Digital Musicology
How can music be analyzed and how can musical structures be explained? These are questions that arise time and again in music research.
Helen Gebhart - The Digital and Cognitive Musicology Lab at the École Polytechnique Fédérale de Lausanne (EPFL) uses mathematical models to explain musical phenomena. How can mathematics and music research be combined? Daniel Harasim, a postdoctoral researcher in Lausanne, studied mathematics and was already able to combine mathematics with his personal love of jazz in his dissertation. In his work entitled The Learnability of the Grammar of Jazz: Bayesian Inference of Hierarchical Structures in Harmony he created a computer simulation that illustrates the process of learning jazz music. The key questions for his research are: How can musicological hypotheses, music analytical theories and music cognitive phenomena be explored using mathematical models? In the following, he talks about the opportunities and challenges of digital musicology.
Daniel Harasim, what is Digital Musicology?
As digital musicology is very new, it is difficult to define. However, four sub-areas can be clearly enumerated.
A first area includes the digitization of originals in archives, but also projects such as the Music Encoding Initiative with the Music Encoding Conference. Another more practical area deals with questions of artificial intelligence and its application in automated analysis, composition and the interaction between music machines and humans.
A third field of digital musicology is intercultural research. It is hoped that the objectivity of the data will allow more objective comparisons to be made. However, data-based research can also be problematic, because just because data is used does not automatically make it objective. It depends on how the data is interpreted and, in particular, which data is considered at all. However, digital data offers great potential. In order to exploit this potential, new models must be developed so that ethnomusical data can be handled in a contemporary way.
The fourth major part is the digitization of musical analyses. For example, if you have digitized all of Beethoven's string quartets and want to analyse the harmonics and modulation structure, you have to describe this in a digital form that a computer can easily read. This is then the interface to computer modeling and also to deeper questions about how music works. The existence of digital data is therefore a prerequisite for the creation of computer models.
There are various motivations for computer modeling. In the Digital and Cognitive Musicology Lab, which is headed by Martin Rohrmeier, computer modeling is concerned with the representation of cognitive processes and this also in close contact with psychology. We derive theses from music theory and try to summarize them in a clear mathematical model, which we then test in psychological experiments.
How do these mathematical models work?
A whole class of models that I like to use are so-called generative models. These models generate something. You can imagine that a composer has "composed" data. This data can now be analyzed by recreating the generation process in the computer model. The analysis takes place through this attempt at recreation. Recreating a piece of music in this way is difficult, but if it works, you can gain insights into the principles underlying the music through this generative process.
In our study Exploring the Foundations of Tonality: Statistical Cognitive Modeling of Modes in the History of Western Classical Music (2021) we used a generative algorithm and tried to generate the tonalities of different centuries.

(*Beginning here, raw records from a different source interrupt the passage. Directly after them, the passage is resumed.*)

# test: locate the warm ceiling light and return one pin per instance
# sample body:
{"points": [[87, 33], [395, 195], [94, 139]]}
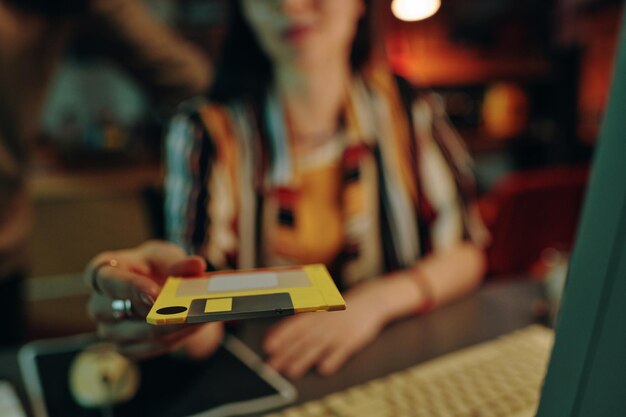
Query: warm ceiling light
{"points": [[413, 10]]}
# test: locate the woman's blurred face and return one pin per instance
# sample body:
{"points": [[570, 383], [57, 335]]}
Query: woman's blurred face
{"points": [[304, 33]]}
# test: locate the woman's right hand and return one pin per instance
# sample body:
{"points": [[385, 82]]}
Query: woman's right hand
{"points": [[137, 275]]}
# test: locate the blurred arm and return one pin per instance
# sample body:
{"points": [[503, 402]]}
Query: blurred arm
{"points": [[172, 68]]}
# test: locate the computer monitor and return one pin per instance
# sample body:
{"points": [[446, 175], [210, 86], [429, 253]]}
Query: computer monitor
{"points": [[587, 371]]}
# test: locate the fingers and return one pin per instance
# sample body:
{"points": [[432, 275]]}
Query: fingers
{"points": [[132, 331], [336, 358], [198, 342], [281, 335], [167, 259]]}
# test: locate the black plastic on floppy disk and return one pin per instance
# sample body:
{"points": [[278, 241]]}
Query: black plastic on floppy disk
{"points": [[249, 306]]}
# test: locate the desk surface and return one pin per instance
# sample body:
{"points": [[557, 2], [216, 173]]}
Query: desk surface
{"points": [[496, 309]]}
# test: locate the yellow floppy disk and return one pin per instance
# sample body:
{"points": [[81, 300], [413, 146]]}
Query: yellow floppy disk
{"points": [[243, 294]]}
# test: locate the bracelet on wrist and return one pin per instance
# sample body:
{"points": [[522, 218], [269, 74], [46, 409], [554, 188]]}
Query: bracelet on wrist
{"points": [[428, 300]]}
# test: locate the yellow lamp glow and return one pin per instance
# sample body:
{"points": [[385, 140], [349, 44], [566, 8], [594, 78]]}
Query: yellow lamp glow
{"points": [[413, 10]]}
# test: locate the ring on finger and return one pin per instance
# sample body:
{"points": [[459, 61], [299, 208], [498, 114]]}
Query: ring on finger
{"points": [[122, 309]]}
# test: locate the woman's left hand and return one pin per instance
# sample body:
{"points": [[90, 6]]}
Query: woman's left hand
{"points": [[324, 340]]}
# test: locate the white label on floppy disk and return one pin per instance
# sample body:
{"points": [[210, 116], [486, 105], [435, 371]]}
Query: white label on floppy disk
{"points": [[239, 282]]}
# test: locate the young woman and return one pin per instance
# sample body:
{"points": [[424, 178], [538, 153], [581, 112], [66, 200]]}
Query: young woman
{"points": [[306, 151]]}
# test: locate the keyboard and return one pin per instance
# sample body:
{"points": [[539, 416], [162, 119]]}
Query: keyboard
{"points": [[499, 378]]}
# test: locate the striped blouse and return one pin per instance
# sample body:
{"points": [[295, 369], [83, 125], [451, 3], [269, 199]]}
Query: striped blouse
{"points": [[391, 185]]}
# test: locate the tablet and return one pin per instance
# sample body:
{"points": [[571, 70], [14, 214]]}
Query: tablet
{"points": [[243, 294], [232, 382]]}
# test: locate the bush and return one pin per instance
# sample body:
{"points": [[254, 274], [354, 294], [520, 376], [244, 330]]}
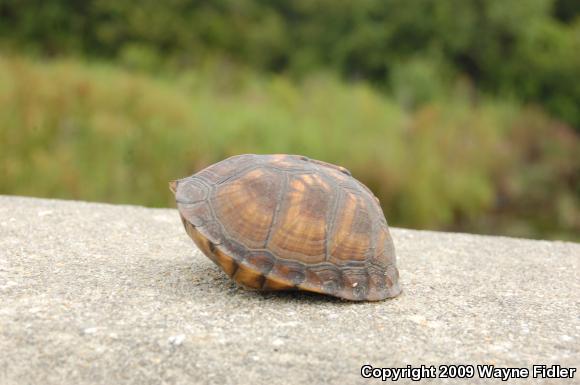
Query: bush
{"points": [[91, 131]]}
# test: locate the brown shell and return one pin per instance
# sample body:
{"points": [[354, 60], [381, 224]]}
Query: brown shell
{"points": [[277, 222]]}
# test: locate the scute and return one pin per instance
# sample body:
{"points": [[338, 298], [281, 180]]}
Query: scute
{"points": [[245, 206], [279, 222]]}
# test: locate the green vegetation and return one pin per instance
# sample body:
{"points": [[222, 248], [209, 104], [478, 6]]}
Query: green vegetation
{"points": [[83, 130]]}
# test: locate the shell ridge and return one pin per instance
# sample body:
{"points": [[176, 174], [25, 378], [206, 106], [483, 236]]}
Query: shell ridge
{"points": [[273, 223]]}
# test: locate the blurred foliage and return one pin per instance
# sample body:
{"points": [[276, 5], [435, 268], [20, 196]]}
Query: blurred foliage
{"points": [[524, 49], [457, 161]]}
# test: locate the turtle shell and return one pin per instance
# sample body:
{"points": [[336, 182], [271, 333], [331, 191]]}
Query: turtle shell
{"points": [[280, 222]]}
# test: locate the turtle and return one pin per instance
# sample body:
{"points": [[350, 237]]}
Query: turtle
{"points": [[289, 222]]}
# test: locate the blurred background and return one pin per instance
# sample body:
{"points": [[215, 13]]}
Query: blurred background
{"points": [[461, 115]]}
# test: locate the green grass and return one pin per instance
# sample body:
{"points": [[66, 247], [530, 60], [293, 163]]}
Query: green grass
{"points": [[78, 130]]}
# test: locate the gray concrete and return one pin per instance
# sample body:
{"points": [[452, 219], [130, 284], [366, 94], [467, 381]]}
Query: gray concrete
{"points": [[105, 294]]}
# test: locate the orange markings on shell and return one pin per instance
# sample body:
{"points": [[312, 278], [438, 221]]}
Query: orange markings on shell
{"points": [[280, 222]]}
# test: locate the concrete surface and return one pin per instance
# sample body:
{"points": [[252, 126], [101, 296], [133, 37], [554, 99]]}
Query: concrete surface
{"points": [[104, 294]]}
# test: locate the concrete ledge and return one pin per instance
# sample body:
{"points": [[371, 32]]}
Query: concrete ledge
{"points": [[103, 294]]}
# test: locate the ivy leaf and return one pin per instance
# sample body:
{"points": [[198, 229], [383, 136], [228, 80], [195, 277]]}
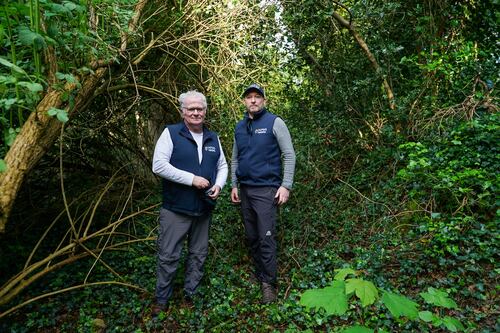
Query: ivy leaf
{"points": [[29, 37], [342, 273], [438, 298], [3, 166], [15, 68], [365, 290], [332, 298], [400, 305], [8, 102], [428, 317], [453, 324], [358, 329]]}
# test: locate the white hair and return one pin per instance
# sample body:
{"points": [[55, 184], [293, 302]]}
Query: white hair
{"points": [[195, 94]]}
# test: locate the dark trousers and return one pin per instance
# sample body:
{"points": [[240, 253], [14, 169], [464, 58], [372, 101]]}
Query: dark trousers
{"points": [[173, 230], [259, 211]]}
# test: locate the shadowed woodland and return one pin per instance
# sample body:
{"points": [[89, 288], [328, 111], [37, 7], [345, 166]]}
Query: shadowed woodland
{"points": [[392, 225]]}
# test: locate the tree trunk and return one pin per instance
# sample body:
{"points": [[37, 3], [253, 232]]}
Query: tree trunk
{"points": [[40, 130], [36, 137]]}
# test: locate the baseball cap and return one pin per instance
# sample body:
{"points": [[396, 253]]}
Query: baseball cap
{"points": [[254, 87]]}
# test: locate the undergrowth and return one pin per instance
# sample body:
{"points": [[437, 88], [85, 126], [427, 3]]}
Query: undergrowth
{"points": [[432, 225]]}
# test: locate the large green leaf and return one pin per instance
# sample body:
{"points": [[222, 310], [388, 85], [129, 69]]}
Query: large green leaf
{"points": [[400, 305], [365, 290], [332, 298], [16, 68], [430, 317], [358, 329], [438, 298], [453, 324], [342, 273]]}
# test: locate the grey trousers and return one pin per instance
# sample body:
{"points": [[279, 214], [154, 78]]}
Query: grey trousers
{"points": [[259, 211], [173, 230]]}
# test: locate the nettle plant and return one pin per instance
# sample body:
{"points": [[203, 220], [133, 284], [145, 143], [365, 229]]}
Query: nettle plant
{"points": [[337, 299]]}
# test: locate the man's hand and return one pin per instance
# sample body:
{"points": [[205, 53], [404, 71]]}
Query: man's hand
{"points": [[215, 192], [282, 195], [200, 182], [235, 198]]}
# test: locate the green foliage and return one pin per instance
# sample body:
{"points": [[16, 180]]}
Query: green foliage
{"points": [[364, 290], [358, 329], [438, 298], [331, 298], [67, 35], [400, 305], [455, 174]]}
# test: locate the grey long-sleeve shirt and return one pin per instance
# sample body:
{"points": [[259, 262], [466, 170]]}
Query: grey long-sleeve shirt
{"points": [[284, 139]]}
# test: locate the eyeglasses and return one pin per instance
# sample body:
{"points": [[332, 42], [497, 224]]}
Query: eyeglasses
{"points": [[193, 110]]}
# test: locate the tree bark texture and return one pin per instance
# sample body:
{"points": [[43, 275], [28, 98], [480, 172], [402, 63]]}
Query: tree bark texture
{"points": [[40, 130], [36, 137]]}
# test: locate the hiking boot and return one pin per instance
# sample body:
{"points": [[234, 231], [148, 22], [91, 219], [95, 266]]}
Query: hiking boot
{"points": [[189, 300], [268, 293], [157, 308]]}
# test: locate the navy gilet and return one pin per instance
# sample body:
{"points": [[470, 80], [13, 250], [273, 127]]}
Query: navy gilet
{"points": [[186, 199], [259, 155]]}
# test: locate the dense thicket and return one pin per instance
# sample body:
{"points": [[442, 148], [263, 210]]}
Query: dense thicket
{"points": [[393, 111]]}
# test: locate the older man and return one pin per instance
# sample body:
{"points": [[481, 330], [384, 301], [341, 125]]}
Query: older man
{"points": [[261, 140], [189, 159]]}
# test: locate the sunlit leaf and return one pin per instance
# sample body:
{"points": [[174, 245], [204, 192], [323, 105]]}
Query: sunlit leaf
{"points": [[439, 298], [342, 273], [453, 324], [332, 298], [365, 290], [63, 116]]}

The data for this consists of over 13,000 pieces of music in the form of MIDI files in which only the occurring tones (or pitch classes) were counted. All other aspects of the music were excluded, even the temporal sequence of the tones. This object of observation was sufficient to obtain a concept of major and minor through the computer model. The computer didn't know anything about major and minor beforehand, but figured it out based on the data. In contrast to traditional musicology, where a more holistic approach is taken, here only a single aspect is considered with a simple model, but 1000 composers are analyzed in comparison. In this way, musicological questions can be examined quantitatively. However, you have to be very careful not to make any false assumptions. It is essential to know the musicological approach and the music-historical context in order to see whether a model can be interpreted meaningfully at all.

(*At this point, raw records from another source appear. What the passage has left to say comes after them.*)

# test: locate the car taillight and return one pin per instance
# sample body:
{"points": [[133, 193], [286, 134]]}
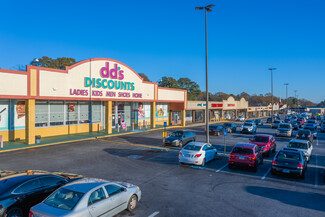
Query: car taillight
{"points": [[31, 214]]}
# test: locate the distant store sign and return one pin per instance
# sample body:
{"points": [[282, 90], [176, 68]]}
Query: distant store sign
{"points": [[214, 105]]}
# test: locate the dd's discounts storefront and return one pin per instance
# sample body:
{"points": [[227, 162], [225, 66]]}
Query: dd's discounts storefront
{"points": [[93, 95]]}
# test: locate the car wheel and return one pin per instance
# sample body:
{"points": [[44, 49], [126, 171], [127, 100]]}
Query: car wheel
{"points": [[203, 163], [14, 212], [132, 203]]}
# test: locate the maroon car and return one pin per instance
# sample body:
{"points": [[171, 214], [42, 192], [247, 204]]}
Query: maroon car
{"points": [[245, 154], [265, 142]]}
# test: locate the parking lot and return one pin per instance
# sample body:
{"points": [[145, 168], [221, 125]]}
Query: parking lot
{"points": [[171, 189]]}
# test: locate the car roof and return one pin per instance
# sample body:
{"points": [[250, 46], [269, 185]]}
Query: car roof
{"points": [[245, 145], [262, 135], [85, 184], [198, 143], [299, 141]]}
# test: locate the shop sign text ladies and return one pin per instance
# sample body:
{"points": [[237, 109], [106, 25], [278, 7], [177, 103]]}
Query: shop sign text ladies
{"points": [[111, 79]]}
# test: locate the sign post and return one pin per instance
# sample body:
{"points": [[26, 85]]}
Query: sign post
{"points": [[224, 138], [164, 133]]}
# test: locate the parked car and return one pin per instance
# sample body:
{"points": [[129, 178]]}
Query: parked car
{"points": [[248, 128], [287, 120], [180, 138], [303, 145], [276, 123], [265, 142], [230, 127], [258, 122], [322, 128], [305, 135], [89, 197], [240, 118], [197, 153], [20, 191], [295, 125], [284, 130], [245, 154], [216, 130], [312, 130], [289, 161]]}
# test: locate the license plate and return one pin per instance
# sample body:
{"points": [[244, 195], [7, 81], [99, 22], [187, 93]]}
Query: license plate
{"points": [[286, 171]]}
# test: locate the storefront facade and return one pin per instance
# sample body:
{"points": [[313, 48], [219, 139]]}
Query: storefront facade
{"points": [[91, 96]]}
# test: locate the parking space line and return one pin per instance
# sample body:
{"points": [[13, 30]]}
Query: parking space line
{"points": [[138, 145], [221, 168], [154, 214], [269, 170]]}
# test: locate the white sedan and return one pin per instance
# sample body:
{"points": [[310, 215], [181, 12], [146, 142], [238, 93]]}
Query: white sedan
{"points": [[197, 153]]}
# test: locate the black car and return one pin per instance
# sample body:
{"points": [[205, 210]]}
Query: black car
{"points": [[305, 135], [289, 161], [216, 130], [230, 127], [180, 138], [20, 191], [258, 122]]}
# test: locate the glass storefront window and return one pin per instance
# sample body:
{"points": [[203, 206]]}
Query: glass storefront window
{"points": [[56, 113], [71, 113], [84, 109], [41, 114]]}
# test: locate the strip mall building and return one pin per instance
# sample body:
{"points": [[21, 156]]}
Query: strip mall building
{"points": [[93, 95]]}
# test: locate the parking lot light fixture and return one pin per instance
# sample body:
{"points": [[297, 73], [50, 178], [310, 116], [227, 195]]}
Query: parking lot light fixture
{"points": [[207, 118]]}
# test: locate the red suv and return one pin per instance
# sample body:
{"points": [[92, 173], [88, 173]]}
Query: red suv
{"points": [[265, 142], [245, 154]]}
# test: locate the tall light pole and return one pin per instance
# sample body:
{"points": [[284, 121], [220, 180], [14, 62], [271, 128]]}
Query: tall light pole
{"points": [[271, 69], [207, 116], [286, 84]]}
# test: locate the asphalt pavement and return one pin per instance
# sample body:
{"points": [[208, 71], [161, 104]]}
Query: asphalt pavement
{"points": [[171, 189]]}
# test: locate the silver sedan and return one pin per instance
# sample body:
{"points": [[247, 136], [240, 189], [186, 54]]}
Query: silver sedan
{"points": [[89, 197]]}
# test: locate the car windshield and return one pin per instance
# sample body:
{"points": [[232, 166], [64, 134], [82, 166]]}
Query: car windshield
{"points": [[64, 199], [192, 147], [177, 134], [238, 150], [260, 139], [288, 156], [297, 145]]}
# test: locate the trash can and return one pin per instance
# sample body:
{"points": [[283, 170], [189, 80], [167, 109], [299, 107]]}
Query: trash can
{"points": [[37, 139]]}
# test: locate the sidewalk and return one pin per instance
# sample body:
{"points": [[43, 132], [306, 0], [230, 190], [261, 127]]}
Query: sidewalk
{"points": [[54, 140]]}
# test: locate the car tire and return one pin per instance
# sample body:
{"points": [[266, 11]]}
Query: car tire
{"points": [[203, 162], [133, 201], [14, 212]]}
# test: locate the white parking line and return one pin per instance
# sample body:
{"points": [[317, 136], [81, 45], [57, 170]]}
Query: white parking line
{"points": [[269, 170], [154, 214], [221, 168]]}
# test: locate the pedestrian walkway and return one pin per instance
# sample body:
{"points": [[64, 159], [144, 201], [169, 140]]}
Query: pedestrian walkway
{"points": [[47, 141]]}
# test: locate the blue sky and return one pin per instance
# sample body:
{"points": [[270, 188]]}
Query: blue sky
{"points": [[166, 38]]}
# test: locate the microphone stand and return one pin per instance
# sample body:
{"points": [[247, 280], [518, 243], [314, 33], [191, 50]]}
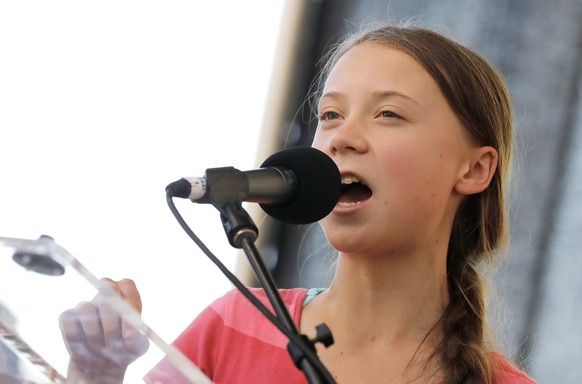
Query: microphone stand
{"points": [[242, 233]]}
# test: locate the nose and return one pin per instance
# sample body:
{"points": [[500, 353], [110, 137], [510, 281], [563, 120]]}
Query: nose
{"points": [[348, 137]]}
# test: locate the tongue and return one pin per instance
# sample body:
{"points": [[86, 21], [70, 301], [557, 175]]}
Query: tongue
{"points": [[354, 193]]}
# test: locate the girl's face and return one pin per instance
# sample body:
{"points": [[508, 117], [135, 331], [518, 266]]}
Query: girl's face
{"points": [[385, 123]]}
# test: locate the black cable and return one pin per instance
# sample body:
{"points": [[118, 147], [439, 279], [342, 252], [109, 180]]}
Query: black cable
{"points": [[293, 337]]}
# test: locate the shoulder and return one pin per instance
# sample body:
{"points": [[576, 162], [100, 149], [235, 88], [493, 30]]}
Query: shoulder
{"points": [[234, 301], [508, 373], [237, 314]]}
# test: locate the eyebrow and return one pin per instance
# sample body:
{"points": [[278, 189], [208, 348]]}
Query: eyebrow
{"points": [[376, 94]]}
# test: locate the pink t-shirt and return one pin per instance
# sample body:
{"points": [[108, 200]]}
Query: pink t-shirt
{"points": [[233, 343]]}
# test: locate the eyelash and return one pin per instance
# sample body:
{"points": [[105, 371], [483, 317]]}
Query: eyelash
{"points": [[325, 116], [393, 115]]}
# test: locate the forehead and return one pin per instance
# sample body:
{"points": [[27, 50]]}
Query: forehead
{"points": [[373, 65]]}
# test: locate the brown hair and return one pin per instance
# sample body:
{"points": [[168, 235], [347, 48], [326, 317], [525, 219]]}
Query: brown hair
{"points": [[478, 96]]}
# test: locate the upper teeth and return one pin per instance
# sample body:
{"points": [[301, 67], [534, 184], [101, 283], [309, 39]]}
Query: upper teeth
{"points": [[350, 179]]}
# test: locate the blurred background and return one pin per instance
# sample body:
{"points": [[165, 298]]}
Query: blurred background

The data for this study comes from Classical Archives, a portal where anyone can enter pieces of music. Doesn't this user-generated data set result in a distorted picture of music history that is more reflective of today's musical canon?

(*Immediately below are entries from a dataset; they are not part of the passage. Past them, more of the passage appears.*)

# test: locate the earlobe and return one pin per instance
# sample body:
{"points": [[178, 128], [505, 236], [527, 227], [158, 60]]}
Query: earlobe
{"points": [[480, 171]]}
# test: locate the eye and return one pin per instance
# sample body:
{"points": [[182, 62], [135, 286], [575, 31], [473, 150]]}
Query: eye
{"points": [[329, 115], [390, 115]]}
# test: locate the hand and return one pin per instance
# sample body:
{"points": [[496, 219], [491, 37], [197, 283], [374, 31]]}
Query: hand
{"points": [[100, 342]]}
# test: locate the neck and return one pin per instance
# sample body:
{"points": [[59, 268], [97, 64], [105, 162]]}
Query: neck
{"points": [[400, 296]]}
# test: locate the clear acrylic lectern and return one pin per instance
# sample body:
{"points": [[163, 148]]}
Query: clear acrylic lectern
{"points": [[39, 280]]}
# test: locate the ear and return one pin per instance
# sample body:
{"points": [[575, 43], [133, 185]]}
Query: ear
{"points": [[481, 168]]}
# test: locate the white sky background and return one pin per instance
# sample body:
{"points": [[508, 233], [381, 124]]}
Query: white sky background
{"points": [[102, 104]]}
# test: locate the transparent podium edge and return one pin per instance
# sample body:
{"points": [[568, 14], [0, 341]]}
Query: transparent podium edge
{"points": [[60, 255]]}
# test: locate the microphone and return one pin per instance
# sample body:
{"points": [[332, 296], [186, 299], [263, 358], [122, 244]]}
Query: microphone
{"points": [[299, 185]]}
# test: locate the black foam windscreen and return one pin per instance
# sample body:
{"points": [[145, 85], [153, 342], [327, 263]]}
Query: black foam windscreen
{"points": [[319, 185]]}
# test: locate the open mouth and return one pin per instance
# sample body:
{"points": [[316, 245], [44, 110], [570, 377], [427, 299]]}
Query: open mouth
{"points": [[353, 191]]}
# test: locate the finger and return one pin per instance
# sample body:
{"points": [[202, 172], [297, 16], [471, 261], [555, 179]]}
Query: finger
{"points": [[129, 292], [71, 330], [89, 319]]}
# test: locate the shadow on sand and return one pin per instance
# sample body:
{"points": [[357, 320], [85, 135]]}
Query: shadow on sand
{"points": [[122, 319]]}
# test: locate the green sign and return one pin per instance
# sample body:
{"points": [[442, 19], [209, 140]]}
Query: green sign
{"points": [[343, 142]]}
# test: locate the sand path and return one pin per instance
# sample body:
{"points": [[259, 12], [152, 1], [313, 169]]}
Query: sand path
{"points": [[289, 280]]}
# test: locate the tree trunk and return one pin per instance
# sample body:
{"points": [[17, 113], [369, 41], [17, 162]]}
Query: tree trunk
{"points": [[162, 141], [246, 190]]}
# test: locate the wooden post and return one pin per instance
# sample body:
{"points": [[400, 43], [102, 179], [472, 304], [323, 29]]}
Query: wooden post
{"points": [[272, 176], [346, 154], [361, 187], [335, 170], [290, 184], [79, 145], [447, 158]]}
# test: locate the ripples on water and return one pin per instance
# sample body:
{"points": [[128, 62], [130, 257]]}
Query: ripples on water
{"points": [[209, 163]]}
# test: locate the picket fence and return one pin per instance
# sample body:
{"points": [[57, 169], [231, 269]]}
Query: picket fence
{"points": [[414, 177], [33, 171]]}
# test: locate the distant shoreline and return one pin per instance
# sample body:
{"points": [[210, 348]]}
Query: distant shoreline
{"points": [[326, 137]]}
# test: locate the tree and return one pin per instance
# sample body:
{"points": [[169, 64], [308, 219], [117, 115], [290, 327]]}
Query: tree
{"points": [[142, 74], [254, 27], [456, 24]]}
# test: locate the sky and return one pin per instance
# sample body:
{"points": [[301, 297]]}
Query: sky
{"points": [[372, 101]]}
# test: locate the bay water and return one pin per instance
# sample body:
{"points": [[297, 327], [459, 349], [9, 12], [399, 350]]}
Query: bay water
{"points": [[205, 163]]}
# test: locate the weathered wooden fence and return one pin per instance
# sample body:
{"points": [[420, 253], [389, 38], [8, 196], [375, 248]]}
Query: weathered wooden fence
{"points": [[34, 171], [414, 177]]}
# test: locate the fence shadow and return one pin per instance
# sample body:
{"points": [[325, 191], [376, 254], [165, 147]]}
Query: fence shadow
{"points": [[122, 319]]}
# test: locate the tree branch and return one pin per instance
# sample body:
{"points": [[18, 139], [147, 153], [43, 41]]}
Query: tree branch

This is a difficult question that does not yet have a definitive answer. It depends on what question you ask of the data set. In our study, we wanted to show the simplicity of the method of counting how many tones occur so that the computer model can learn what modes there are. The compilation of the data set is indeed a weak point and there are also errors in this data set. But since we have 13,000 pieces in it, this is no longer statistically significant. We also work with very controlled and high-quality data sets, such as the Annotated Beethoven Corpus (ABC), which contains harmonic analyses of all of Beethoven's string quartets. My colleagues recently published a corpus of Mozart's piano sonatas. These smaller data sets can also be mixed with the larger ones to get a comprehensive picture of music.